Stan Maclin's eyesight was impaired, but his insight and his courage as a local prophet will be long remembered. |
Stan Maclin was a strong prophetic voice against racial and economic disparities in our Harrisonburg community. I first learned to know him when he was the pastor of a Mennonite Church in Richmond, then as a respected spokesperson for a God-inspired justice in our city and county.
Many of us were shocked and saddened to hear of his fatal heart attack January 11 at age 67. Like the Biblical prophet Amos, he represented a kind of plumb line that was a steady reminder of what it meant to be upright and just in our relationships with others, especially the marginalized.
So I was honored to be invited to meet with a group of his close friends the next week to share some of our memories and to pay tribute to his life and work.
Then near the end of our time together something totally unexpected happened. Someone hacked into the Zoom chat room and started posting an incessant series of blatantly hateful and racist statements that kept scrolling endlessly down the screen.
The language was vile and violent, with repeated uses of the n-word, the f-word and every demonic expression of evil imaginable, followed by "He deserved to die," "He deserved to die," "He deserved to die," over and over again.
The moderator of the meeting was about to shut everything down and end the session, but one member of the group stopped him. This individual, who knew Maclin well, encouraged us to take time to simply experience the dark impact of those messages. He went on to say something like, "That is our reality, something we who are people of color have had to deal with all of our lives. Stan would have us pray for that person."
It was a sobering confrontation with a reality I realized I knew too little about. And I wished I could dismiss it as an insane ranting of some lone, deranged individual who in no way represented any group of white citizens of Harrisonburg. We are, after all, "The Friendly City," and one which is an official "Welcoming City."
But the sad reality is that we have never been purged of our nation's, and the commonwealth's, legacy of years of brutal slavery, hate-fueled KKK lynchings, and Jim Crow-era racial oppression and exclusion.

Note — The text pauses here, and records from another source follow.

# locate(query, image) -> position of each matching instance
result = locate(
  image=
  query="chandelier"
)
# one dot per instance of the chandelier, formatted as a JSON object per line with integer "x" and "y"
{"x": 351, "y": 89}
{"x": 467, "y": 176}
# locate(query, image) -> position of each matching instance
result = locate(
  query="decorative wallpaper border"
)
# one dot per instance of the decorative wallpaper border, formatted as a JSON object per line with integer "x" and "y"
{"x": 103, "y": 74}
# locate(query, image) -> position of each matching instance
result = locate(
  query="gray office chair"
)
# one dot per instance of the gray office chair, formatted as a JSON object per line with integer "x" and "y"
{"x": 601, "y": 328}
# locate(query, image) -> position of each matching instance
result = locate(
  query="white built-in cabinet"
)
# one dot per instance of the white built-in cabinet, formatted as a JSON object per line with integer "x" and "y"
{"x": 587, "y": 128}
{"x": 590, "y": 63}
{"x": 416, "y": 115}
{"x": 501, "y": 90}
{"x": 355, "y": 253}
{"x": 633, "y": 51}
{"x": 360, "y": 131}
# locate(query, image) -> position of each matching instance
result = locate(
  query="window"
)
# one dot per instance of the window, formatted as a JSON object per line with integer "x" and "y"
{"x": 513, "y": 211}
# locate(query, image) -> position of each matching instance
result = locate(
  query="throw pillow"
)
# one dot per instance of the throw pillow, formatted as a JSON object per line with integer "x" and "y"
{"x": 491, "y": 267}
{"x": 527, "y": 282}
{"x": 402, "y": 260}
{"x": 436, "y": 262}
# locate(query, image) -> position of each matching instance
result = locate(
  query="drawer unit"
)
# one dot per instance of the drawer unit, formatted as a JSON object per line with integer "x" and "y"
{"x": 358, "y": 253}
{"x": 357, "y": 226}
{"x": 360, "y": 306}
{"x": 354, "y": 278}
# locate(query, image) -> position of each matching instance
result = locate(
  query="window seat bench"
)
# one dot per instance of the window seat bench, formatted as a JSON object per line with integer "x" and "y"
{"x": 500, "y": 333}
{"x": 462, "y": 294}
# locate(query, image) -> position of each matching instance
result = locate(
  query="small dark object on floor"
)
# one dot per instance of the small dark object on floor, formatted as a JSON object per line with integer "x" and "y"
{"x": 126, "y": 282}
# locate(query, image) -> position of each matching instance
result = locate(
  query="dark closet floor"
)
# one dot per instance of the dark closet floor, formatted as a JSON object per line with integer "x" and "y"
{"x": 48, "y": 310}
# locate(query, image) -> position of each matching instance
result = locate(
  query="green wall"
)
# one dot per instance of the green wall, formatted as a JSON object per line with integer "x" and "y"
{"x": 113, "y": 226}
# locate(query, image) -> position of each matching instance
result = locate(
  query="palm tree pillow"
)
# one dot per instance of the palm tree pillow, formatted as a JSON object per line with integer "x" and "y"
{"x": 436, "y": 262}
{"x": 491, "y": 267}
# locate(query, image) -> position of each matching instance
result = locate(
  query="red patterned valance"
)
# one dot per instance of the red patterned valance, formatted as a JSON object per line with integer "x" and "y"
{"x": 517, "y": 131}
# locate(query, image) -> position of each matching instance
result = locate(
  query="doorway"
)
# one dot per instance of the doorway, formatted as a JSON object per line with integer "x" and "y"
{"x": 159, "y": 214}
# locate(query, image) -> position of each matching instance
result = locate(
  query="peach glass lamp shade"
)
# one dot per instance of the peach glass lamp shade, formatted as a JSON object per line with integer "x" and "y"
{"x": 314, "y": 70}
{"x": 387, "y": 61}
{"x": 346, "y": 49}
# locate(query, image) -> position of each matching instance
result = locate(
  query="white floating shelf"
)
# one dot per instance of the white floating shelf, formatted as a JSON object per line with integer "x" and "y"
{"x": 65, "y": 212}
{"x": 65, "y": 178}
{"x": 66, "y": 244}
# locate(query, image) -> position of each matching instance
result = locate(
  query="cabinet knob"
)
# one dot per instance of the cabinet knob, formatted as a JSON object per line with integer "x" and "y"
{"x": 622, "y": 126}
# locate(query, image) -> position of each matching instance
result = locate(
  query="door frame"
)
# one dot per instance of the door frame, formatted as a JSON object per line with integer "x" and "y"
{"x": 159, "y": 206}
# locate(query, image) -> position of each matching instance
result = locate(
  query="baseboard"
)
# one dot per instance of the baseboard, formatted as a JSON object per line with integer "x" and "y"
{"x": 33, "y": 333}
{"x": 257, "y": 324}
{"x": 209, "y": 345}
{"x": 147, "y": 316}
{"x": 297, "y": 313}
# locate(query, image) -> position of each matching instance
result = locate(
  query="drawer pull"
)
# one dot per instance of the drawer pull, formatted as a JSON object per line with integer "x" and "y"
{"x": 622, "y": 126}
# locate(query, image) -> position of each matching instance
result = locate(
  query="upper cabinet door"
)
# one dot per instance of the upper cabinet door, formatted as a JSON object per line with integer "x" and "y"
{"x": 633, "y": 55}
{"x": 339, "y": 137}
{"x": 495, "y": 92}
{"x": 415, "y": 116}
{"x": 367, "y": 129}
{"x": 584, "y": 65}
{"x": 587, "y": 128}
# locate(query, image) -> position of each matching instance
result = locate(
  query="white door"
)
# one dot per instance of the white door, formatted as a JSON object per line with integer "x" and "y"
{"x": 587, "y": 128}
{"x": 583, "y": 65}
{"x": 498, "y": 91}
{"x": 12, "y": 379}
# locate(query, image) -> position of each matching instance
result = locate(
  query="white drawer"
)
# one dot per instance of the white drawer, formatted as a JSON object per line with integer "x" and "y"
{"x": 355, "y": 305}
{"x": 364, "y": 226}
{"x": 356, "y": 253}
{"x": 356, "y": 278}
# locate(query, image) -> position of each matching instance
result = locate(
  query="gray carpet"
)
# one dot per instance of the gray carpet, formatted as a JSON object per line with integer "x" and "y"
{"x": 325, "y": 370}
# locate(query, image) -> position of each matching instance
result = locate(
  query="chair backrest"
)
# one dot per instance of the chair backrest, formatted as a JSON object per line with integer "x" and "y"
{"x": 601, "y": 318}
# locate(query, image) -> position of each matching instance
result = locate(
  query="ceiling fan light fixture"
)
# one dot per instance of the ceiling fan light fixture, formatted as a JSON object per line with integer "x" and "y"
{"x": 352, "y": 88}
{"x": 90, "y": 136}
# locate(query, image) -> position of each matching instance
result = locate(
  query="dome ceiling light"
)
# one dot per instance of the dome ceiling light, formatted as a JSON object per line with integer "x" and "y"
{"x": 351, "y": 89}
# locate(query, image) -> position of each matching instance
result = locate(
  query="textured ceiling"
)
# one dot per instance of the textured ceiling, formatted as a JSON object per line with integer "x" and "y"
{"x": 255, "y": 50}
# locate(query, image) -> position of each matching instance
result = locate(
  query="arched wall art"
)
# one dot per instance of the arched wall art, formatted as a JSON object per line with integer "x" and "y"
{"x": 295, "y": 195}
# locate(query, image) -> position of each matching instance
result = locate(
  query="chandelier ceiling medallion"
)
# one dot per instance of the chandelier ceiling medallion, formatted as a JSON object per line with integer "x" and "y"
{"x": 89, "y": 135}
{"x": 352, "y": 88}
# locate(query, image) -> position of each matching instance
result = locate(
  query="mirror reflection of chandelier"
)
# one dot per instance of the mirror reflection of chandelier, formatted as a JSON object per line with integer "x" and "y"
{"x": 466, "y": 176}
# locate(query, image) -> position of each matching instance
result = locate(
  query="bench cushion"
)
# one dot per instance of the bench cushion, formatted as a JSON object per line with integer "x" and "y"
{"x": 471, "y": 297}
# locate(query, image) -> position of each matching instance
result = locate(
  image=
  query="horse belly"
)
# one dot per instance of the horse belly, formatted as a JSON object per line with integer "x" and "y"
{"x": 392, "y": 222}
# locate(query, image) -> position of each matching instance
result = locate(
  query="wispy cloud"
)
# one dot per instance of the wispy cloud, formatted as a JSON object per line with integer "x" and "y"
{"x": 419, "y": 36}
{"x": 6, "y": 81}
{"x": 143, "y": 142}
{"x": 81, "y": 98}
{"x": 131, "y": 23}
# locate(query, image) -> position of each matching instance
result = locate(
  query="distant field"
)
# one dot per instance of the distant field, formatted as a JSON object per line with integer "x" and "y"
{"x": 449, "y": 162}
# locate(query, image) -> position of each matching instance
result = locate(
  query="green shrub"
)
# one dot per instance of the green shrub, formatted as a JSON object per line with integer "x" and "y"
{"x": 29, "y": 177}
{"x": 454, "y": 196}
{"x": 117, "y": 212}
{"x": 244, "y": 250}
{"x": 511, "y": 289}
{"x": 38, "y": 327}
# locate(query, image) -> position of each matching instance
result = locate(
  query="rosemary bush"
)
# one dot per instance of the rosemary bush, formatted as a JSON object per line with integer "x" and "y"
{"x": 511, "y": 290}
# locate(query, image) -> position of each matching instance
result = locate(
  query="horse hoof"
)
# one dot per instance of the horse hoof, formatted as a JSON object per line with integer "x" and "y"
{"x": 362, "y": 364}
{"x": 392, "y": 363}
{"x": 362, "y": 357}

And just last week, on January 6, that spirit of evil reared its ugly head in the insurrection by anti-semitic, Nazi and other white supremacist groups at the nation's capitol.
All of that is evidence of a powerful and pervasive evil force at work that is truly "armed with cruel hate."
The apostle Paul, a Christian martyr who proclaimed a vision of a beloved community in which Jew and Gentile, bond and free, friend and enemy, rich and poor alike are reconciled to God and to each other, wrote these words, "For we are not fighting against human beings but against the wicked spiritual forces in the heavenly world, the rulers, authorities, and cosmic powers of this dark age." (Ephesians 6:12, Good News translation)
So as we consider the WWJD kind of question, let's consider what Stan Maclin would have us do, surely some of the following:
1) Initiate conversations with people who are different from us, spending at least as much time in respectful listening as in voicing your own convictions.
2) Accept diversity of opinions as healthy and potentially growth-producing, but call out falsehoods and expressions of bigotry and intolerance.
3) If threatened or assaulted, stand strong. Refuse to either retaliate or be intimidated, but choose to love, confront and pray for those who mistreat or malign us and others.
Stan Maclin would approve that message.
Thank you, Harvey for this post. I have been reminded recently of one of my favorite Bible passages, Ephesians 2:14ff that Christ is our pass, He has made the two one breaking down dividing walls hostility, creating in Himself one new race so making peace. This is my prayer for the church and our nation.
ReplyDeleteSad, White privilege once again shows its ugly head!
ReplyDeleteHarvey, thank you, Brother, for telling this story... you have done this great community a great service. May Peace Prevail upon the earth. Be blessed and well.